On the Ferry
Faroe Islands
We couldn’t find a seat on the top deck,
so we waited below, craning our necks
out the portholes, trying to get a glimpse
of seabirds - puffins, storm petrels, arctic terns.
Wind picked up, and people streamed down
into the warm, so we waited, climbed the stairs.
We had the upper deck to ourselves, just us
and a young Icelandic couple in form fitting
weather gear. We had sweatshirts
and our Minnesota blood, so we were good,
as the boat sailed past white cliffs
where we saw gannets and goldeneye, auk
and Iceland gulls, even a golden plover
and a black-legged kittiwake.
“Not cold?” the young man asked, his eyes
the same ice shade of blue as the woman
whose hand he held, and who looked straight ahead,
where birds circled and dove, fishing in the frigid
surf.
City Bus
Bus drivers don’t like answering questions.
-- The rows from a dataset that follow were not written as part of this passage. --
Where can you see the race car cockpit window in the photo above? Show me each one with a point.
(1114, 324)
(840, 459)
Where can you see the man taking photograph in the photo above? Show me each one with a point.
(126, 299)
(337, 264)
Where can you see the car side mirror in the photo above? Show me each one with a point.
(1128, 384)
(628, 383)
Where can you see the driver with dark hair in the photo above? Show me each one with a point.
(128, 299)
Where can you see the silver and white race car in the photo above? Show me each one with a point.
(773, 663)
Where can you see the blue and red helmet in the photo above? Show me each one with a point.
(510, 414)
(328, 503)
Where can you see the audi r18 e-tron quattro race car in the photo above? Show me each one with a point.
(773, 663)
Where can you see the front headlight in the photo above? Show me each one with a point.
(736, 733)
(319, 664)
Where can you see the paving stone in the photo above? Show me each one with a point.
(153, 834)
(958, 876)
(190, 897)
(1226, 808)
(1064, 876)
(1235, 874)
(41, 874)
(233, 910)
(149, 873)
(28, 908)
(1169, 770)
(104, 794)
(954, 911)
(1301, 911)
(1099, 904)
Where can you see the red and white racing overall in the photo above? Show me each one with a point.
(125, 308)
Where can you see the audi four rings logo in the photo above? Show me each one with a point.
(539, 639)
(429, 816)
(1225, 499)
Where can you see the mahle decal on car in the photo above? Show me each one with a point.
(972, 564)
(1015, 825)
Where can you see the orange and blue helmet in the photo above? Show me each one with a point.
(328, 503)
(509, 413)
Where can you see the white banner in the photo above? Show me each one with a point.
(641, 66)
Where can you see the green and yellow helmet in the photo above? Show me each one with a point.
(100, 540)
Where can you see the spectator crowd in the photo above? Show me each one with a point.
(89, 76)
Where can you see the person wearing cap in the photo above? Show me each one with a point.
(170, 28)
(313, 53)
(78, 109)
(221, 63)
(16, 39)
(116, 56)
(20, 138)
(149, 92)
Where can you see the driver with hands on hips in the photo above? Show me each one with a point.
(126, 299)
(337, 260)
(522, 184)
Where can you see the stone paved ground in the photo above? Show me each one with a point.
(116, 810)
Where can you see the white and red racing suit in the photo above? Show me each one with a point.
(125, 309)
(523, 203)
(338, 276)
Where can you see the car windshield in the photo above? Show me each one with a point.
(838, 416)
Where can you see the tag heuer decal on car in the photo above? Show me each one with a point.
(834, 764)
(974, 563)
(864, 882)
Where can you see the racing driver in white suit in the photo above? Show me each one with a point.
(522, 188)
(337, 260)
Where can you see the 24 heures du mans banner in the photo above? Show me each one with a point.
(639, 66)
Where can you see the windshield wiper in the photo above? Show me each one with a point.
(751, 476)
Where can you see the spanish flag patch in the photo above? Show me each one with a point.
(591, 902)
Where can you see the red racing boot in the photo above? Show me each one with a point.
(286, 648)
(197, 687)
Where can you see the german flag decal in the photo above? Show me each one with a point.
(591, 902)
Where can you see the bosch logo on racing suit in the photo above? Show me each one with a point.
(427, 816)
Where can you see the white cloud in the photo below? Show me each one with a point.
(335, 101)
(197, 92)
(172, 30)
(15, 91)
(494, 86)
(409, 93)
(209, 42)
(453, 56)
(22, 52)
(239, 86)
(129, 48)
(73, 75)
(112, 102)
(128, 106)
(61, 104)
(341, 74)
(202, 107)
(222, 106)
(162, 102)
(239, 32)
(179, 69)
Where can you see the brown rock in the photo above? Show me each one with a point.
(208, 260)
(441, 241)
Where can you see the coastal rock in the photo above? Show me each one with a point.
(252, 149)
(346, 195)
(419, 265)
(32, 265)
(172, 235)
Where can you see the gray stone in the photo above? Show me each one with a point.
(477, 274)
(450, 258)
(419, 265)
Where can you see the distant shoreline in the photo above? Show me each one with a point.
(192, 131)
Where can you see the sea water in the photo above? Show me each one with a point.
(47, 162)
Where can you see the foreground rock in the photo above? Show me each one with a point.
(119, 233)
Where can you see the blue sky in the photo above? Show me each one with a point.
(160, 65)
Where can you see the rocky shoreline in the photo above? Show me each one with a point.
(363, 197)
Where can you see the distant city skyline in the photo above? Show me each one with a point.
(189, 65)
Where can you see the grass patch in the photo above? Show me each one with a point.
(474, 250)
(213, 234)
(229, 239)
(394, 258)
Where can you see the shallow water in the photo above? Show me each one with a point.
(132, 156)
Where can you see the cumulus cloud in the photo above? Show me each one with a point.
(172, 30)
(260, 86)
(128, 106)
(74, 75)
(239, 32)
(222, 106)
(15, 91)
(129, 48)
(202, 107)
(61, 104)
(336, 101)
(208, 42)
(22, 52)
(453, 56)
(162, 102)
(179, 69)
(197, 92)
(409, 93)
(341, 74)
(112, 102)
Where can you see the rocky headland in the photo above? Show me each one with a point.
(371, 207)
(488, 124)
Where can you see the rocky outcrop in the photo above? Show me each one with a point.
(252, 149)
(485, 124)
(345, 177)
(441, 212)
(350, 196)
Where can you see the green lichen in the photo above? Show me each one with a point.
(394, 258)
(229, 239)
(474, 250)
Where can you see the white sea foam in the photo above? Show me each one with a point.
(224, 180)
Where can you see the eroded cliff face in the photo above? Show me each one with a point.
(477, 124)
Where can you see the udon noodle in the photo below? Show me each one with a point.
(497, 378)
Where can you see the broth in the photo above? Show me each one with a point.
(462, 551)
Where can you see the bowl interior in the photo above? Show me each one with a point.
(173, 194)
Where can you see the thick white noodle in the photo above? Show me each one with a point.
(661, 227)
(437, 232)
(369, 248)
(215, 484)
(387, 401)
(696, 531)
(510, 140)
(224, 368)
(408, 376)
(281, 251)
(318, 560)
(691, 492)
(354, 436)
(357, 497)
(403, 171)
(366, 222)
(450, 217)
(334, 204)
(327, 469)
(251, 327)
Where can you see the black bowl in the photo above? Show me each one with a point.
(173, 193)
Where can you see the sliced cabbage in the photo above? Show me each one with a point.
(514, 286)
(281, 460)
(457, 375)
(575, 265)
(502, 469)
I never ask, afraid they’ll scowl
and mutter something I don’t hear,
the line behind me swelling with resentment.
I get on and ride, hoping it gets me downtown,
or somewhere close.
When I like the neighbourhood,
I reach up, pull the cord and scramble off.
Sometimes I enter a building, sometimes I walk
until I see a park.
Once I asked a cop, but he growled
“Get a map sonny” and I backed off.
By then I was hungry, and there was food
for sale all up and down the road.
I shopped for tee shirts and hats.
I was lost until I saw signs for the zoo,
and then I was glad to know exactly where I was.
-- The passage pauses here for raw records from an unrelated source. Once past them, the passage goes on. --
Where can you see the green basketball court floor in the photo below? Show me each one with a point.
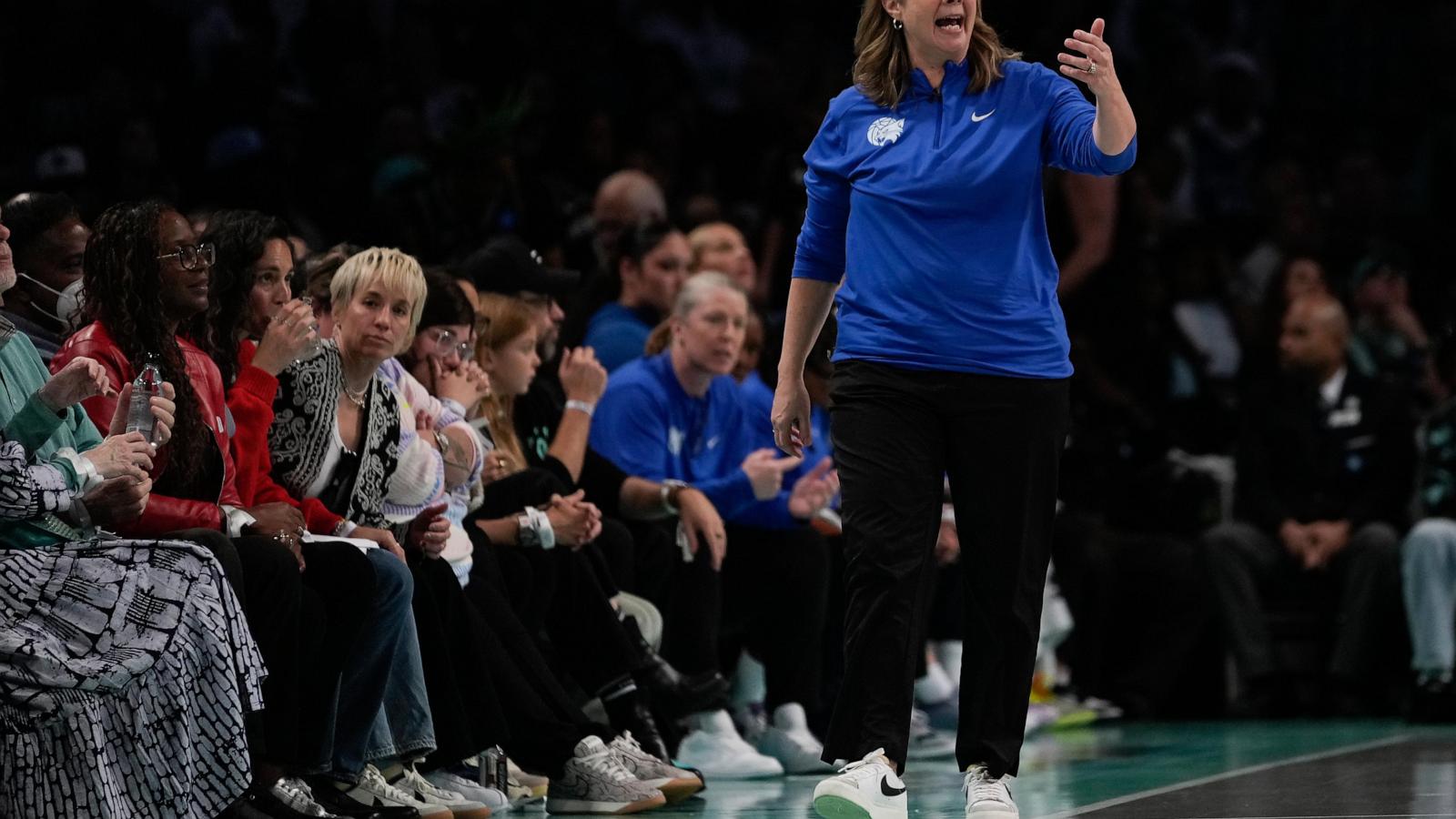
(1218, 770)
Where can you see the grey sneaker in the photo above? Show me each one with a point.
(594, 782)
(674, 783)
(986, 796)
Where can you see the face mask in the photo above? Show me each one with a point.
(67, 302)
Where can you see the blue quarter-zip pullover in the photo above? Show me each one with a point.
(648, 426)
(932, 216)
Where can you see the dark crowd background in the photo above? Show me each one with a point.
(1270, 131)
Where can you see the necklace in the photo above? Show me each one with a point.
(356, 397)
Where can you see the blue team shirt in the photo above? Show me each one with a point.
(931, 215)
(648, 426)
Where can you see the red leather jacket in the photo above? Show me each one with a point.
(164, 513)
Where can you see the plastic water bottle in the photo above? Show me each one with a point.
(146, 385)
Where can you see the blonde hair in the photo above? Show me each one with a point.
(506, 318)
(390, 270)
(698, 288)
(883, 57)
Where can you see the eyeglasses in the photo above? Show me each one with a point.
(448, 343)
(193, 257)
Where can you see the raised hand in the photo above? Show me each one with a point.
(582, 378)
(116, 500)
(766, 471)
(127, 455)
(814, 490)
(466, 383)
(430, 530)
(791, 417)
(1089, 60)
(79, 379)
(288, 336)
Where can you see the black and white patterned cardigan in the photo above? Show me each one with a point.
(305, 414)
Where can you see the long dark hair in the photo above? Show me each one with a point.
(635, 244)
(444, 303)
(240, 237)
(124, 292)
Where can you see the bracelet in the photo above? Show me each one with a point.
(535, 530)
(666, 491)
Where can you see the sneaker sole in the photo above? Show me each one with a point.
(839, 807)
(676, 790)
(602, 807)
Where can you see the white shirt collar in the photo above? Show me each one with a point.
(1330, 390)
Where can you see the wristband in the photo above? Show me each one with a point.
(535, 530)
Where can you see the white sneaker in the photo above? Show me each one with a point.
(788, 739)
(375, 792)
(298, 796)
(475, 792)
(674, 783)
(524, 789)
(926, 742)
(717, 749)
(986, 796)
(427, 792)
(868, 789)
(594, 782)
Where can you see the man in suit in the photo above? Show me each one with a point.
(1324, 474)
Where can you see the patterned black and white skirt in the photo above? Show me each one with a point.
(126, 669)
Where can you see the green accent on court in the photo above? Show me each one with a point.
(1067, 770)
(839, 807)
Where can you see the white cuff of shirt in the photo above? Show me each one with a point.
(235, 519)
(85, 470)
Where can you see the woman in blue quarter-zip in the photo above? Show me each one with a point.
(925, 213)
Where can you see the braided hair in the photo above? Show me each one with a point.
(240, 238)
(124, 292)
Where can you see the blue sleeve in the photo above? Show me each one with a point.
(1067, 142)
(616, 343)
(630, 429)
(820, 252)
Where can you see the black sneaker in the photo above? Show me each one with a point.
(1433, 702)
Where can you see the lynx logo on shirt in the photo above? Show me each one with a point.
(885, 130)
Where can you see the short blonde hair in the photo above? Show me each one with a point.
(698, 288)
(389, 268)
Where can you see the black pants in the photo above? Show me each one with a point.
(897, 433)
(1249, 566)
(463, 704)
(562, 592)
(318, 614)
(689, 593)
(774, 602)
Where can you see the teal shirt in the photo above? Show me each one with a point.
(44, 433)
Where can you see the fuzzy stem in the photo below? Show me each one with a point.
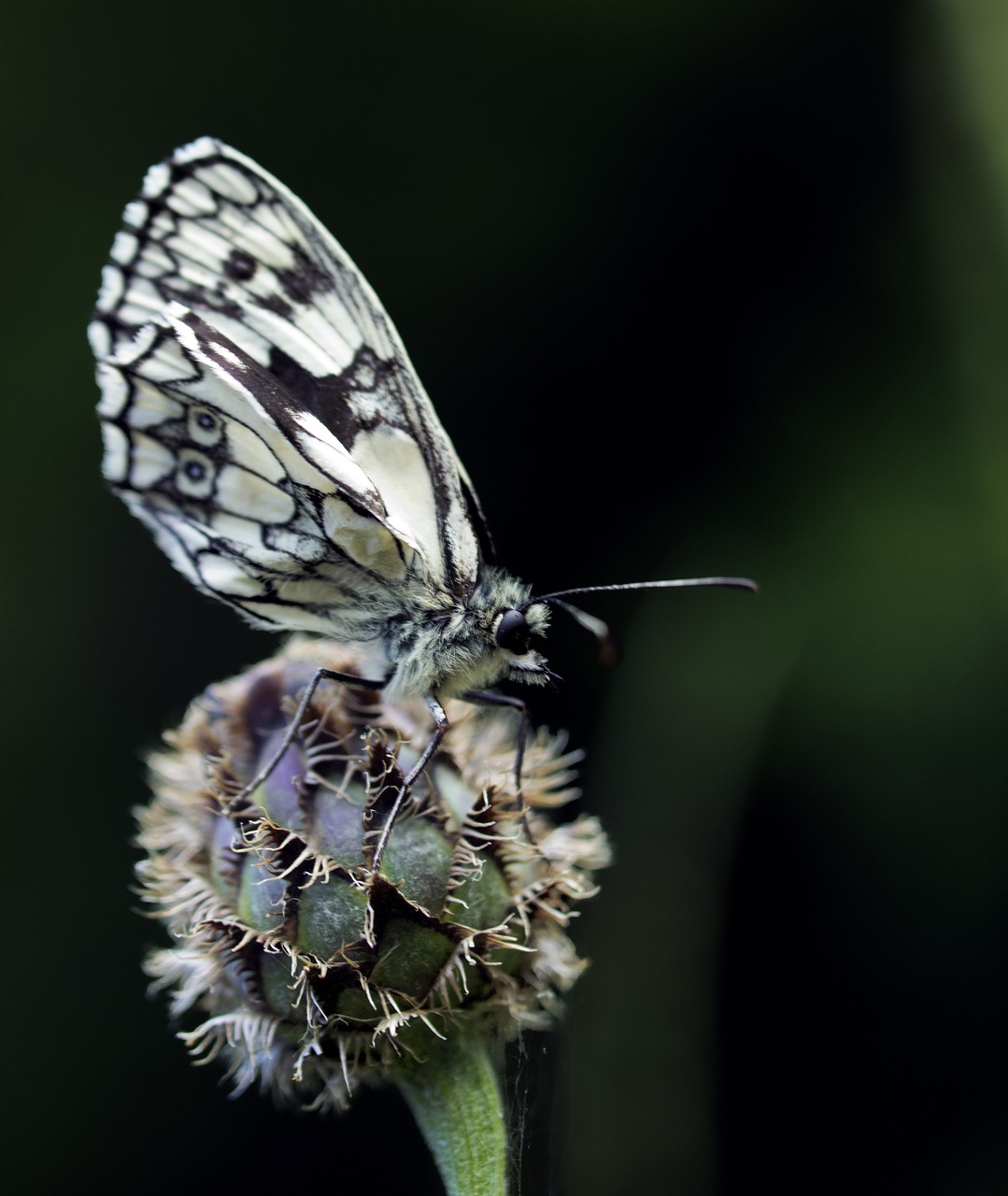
(455, 1094)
My fingers were sore and red, but my feet felt
wonderful.
I went to the monkey house, I fed peanuts
to the elephants, I watched a sailor take a swipe
at a bear, which ripped a long cut on his outstretched hand.
Until the Light Returns
Look out on the empty road.
Is that someone walking, a shadow
on the puddle of streetlight,
or just the shrug of night?
There goes the wind.
Clouds drape the crescent moon,
and there in patches, a few faint stars.
Your hair has grown long,
and it’s lovely this way,
pulled back in braids.
Outside, trees bend in the gale.
Dark shapes fly over the pond.
We are safe here, so we believe,
with windows polished and fine.
If we could find our way
to the bedroom, trace a path
through the dark hall, we might
sleep in peace until the light returns.